Workers can also use wearable devices to automate parts of the picking, packing, storing, and receiving process. When combined with technology like mobile powered carts, you’ll have a more efficient operation with fewer errors as well as a safer work environment.
4. Choose a Warehouse Management System (WMS)
It’s almost unheard of anymore for modern warehouses to operate using clipboards or spreadsheets. If you want the best possible results, there’s no excuse for forgoing a warehouse management system (WMS). This is an online (usually cloud-based) system that manages your overall operations. Its features should include:
- Inventory, shipping, and receiving control
- Pick and pack workflow management
- Key alerts
- User-defined reports
- Simple API integration
5. Optimize Your Picking Paths
The next step is to consider the actual paths that products will take through your warehouse. A good WMS will be able to choose the best pick paths for your warehouse, eliminating the guesswork of doing this by hand. Likewise, using mobile powered carts can reduce or eliminate the need for workers to have to frequently cross paths or backtrack.
6. Integrate Your Technology Solutions
When you take the time to design, purchase, and install these various systems, it would be great if they worked together toward your ultimate goal of warehouse efficiency. Make sure you integrate your new WMS with your automation solutions, accounting and ordering systems, shipping and scheduling software, and any other new or existing systems.
7. Establish Warehouse Guidelines
Before you start hiring warehouse staff, sit down and draw up your warehouse procedures and guidelines. This will be a detailed roadmap of your processes as well as rules to keep employees on track and safe. Some things to address include:
- Workflow — Much of how items move through your warehouse will depend on your setup. Some, however, are up to interpretation. Make sure to outline things like how quickly items should be put away and any other areas of uncertainty.

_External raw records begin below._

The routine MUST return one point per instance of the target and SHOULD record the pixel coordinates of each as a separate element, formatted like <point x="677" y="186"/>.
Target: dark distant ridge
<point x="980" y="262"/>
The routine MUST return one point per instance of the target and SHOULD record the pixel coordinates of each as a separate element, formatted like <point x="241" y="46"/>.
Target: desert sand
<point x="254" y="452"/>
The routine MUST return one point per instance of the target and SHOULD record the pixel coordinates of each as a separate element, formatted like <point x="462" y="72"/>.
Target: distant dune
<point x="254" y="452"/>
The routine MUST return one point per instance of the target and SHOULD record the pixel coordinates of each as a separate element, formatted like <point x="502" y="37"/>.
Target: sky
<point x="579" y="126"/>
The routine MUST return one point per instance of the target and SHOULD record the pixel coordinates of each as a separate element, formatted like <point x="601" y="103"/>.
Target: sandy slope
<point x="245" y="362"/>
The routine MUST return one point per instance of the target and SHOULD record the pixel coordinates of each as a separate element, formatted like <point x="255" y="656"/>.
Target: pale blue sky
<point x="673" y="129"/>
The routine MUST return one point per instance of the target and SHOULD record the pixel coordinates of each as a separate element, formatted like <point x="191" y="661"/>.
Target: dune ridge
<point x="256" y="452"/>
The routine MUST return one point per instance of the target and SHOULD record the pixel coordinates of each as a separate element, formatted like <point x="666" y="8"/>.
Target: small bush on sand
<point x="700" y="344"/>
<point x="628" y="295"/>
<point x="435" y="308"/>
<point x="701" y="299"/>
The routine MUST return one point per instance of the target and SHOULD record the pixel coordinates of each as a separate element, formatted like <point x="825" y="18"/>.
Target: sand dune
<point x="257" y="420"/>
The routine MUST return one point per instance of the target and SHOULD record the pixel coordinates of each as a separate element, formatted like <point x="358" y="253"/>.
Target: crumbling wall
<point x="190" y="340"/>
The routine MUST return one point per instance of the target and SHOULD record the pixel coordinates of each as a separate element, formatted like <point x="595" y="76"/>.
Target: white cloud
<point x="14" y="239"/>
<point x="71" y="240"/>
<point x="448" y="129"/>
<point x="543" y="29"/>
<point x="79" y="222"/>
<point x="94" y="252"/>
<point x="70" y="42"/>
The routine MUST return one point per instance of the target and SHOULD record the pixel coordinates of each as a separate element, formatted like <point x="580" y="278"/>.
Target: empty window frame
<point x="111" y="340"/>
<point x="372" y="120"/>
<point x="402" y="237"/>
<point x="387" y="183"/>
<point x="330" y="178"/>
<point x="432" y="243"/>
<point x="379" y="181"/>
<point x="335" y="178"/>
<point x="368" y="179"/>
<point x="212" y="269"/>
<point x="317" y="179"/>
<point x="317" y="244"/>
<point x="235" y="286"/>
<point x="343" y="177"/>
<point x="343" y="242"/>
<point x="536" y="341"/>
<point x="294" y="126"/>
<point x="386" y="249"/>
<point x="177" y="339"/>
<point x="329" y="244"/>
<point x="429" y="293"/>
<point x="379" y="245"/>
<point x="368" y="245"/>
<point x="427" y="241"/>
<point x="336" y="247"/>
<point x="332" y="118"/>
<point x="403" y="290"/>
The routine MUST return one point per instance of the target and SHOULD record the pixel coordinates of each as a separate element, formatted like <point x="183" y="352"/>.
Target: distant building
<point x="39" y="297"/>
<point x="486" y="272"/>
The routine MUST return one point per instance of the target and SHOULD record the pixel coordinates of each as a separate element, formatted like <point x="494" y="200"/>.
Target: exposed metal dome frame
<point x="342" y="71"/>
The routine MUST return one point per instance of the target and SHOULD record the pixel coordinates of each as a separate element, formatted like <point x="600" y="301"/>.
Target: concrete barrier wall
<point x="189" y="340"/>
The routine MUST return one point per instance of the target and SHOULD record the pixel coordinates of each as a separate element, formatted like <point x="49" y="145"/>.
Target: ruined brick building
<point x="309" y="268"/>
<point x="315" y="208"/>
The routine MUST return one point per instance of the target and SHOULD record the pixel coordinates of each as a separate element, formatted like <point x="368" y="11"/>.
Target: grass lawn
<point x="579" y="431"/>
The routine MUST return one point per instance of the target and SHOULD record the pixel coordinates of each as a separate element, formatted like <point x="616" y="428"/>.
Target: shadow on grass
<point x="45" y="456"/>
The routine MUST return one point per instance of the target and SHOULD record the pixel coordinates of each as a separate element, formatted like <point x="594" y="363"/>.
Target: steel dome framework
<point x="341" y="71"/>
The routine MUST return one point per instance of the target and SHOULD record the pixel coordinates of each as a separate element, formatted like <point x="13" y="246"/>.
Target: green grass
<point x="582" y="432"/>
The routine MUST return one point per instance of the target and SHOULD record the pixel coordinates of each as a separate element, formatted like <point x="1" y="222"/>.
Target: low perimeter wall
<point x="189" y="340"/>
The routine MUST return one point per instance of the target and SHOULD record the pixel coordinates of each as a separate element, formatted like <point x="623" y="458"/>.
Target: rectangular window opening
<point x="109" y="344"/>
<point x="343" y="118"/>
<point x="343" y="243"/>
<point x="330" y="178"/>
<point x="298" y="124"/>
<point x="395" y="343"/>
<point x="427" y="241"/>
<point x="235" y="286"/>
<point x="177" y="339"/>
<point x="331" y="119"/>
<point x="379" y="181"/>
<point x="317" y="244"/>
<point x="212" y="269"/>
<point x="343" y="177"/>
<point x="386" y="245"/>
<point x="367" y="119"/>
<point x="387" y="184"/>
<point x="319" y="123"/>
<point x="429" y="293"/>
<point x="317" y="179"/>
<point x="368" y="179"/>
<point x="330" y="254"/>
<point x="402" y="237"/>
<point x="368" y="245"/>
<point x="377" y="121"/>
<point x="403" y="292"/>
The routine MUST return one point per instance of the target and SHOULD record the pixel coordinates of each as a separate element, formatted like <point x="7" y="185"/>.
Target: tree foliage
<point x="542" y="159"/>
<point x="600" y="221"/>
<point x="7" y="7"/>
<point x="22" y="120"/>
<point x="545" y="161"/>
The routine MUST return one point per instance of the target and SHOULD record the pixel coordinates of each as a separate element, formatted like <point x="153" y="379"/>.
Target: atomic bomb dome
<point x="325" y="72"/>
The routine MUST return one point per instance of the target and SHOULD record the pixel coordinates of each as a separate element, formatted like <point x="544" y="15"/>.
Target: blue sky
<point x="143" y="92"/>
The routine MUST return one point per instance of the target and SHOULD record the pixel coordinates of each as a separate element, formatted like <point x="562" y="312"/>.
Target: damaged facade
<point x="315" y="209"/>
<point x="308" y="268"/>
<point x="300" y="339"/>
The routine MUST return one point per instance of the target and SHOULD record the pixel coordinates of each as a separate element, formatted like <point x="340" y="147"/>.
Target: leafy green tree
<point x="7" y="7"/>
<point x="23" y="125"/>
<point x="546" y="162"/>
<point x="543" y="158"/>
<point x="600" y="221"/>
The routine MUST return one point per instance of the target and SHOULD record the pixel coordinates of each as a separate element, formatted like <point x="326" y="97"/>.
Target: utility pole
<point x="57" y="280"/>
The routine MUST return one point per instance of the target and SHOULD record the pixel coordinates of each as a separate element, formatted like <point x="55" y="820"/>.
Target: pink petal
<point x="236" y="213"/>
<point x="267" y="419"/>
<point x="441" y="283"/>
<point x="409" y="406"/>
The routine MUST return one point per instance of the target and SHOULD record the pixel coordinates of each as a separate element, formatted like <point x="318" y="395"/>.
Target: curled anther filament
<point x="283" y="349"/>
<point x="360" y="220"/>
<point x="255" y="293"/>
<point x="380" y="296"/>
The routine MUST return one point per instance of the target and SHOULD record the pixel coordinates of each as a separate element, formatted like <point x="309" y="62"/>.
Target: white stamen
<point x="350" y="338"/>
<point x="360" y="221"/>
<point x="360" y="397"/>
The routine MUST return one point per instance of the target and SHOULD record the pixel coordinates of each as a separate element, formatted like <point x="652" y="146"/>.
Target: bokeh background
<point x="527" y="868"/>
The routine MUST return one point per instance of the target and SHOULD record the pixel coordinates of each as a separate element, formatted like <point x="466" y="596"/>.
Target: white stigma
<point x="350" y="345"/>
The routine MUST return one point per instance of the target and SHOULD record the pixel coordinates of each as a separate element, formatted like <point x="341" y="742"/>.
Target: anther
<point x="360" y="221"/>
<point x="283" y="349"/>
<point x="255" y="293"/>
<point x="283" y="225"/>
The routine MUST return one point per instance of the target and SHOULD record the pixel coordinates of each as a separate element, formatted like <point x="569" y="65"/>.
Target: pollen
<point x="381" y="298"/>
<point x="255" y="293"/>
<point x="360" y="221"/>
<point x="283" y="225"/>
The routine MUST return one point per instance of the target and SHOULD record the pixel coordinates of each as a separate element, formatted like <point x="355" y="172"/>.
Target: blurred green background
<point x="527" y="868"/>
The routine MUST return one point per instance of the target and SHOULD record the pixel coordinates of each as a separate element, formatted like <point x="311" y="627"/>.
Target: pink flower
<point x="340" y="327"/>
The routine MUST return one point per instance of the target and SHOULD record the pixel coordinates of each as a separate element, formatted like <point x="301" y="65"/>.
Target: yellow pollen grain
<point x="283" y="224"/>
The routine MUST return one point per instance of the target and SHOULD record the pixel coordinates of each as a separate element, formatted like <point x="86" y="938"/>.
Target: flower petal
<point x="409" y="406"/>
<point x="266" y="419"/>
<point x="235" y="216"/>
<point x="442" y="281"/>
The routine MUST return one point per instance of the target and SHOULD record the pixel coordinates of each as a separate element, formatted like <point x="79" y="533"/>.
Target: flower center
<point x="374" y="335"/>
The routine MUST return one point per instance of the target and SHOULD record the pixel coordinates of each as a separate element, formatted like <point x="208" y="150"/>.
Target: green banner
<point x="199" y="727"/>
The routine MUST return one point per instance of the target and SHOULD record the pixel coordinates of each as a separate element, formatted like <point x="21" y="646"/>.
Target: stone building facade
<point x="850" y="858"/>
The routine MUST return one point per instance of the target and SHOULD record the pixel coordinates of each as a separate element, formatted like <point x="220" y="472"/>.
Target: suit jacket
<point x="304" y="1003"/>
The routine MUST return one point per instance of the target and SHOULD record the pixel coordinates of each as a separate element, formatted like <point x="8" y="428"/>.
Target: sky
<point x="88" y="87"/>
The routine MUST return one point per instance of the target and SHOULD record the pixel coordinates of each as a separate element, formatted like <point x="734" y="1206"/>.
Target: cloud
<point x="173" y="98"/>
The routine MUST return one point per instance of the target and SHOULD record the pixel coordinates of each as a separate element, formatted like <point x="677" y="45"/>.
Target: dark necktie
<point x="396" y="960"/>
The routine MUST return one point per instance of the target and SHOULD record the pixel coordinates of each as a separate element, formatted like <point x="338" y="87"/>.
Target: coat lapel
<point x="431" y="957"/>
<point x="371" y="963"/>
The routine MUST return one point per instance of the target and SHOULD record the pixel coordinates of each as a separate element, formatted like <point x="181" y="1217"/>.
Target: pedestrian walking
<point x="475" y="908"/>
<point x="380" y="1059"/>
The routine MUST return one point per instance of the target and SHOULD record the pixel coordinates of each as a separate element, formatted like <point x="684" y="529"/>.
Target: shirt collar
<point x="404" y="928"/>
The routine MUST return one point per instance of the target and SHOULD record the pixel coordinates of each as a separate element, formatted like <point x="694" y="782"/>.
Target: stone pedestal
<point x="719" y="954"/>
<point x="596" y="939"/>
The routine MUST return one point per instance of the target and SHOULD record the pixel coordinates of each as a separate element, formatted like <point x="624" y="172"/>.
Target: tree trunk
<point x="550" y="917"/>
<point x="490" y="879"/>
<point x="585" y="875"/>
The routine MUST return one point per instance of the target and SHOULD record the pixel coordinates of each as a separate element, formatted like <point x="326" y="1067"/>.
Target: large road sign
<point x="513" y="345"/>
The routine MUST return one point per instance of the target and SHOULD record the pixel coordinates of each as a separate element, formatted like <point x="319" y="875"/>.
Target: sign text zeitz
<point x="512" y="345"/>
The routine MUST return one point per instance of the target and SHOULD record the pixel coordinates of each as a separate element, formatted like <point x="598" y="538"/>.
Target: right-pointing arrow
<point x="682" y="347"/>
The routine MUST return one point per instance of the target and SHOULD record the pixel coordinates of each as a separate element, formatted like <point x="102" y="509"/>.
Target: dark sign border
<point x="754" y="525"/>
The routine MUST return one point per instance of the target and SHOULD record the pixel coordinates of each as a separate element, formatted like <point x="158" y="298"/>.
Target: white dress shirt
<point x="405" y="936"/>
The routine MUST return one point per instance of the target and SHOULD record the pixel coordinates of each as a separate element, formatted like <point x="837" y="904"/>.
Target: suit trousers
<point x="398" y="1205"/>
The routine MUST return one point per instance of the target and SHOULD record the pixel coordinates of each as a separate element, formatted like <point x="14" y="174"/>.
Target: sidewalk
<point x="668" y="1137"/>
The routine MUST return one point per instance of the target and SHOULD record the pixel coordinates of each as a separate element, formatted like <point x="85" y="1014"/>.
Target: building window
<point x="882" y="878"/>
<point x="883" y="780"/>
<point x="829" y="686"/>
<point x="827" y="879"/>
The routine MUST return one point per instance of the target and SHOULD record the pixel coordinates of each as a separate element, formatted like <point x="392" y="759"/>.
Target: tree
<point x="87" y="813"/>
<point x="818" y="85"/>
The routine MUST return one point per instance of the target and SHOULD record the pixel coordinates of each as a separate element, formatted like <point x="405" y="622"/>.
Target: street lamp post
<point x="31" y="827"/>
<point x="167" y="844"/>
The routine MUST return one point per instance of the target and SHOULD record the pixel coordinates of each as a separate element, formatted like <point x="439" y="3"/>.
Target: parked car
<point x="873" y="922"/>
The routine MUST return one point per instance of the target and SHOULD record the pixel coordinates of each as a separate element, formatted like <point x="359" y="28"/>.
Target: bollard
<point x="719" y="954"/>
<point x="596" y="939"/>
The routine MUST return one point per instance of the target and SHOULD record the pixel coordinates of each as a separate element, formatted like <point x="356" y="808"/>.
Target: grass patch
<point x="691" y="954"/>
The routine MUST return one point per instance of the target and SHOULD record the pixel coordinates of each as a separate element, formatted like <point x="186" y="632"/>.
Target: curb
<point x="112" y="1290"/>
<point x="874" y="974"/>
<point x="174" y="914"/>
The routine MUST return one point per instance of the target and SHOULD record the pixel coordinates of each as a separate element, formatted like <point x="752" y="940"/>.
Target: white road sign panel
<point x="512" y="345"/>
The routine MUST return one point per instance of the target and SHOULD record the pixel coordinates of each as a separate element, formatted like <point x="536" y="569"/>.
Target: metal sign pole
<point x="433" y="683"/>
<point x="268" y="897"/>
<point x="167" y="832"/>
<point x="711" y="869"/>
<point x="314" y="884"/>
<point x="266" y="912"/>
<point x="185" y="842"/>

- Quality control — Create guidelines for quality control at every stage of your operation. How is accuracy ensured? Are there KPIs that you will be tracking?
- Safety — Establish safety procedures that adhere to OSHA and other guidelines and then train employees on them.
8. Train Warehouse Staff
When you hire your warehouse staff, you’ll want to spend a significant amount of time training them. This involves more than handing new hires a manual. Get your workers up to speed on your workflow process, QA guidelines, and safety procedures. Just as important, teach them to use the technology solutions you’ve implemented so that your business gets the most benefits from them.
9. Define Warehouse KPIs and Set Up Tracking
Just because your warehouse is new, that doesn’t necessarily mean it’s perfect. Make sure you define some warehouse metrics (KPIs) to help identify problem areas as well as areas of success. Some common KPIs you may wish to place on your list include:
- Order lead time — Total time it takes for order fulfillment, including picking, packing, and shipping.
- Inventory turnover — The frequency with which your entire inventory is depleted.
- Return rate — The frequency rate of returns, which could indicate quality control issues.
- Transportation cost per package — Total cost to move one item or order, which includes the cost of handling equipment, shipping, and labor.
10. Evaluate Results and Make Adjustments
When you have KPIs, you should use them. Even your metrics look good one month, things can change quickly in the eCommerce space, and you’ll need to be ready to make adjustments. Monitor your results closely so that you can see what’s working and what isn’t.
Whether your eCommerce business is booming with orders and you need to keep up, or you are in the planning phase of your first warehouse space, the way you structure and outfit your eCommerce warehouse is vital to your overall success. Use these best practices to set up your eCommerce warehouse space so that your business will run as smoothly as possible and deliver the results you want.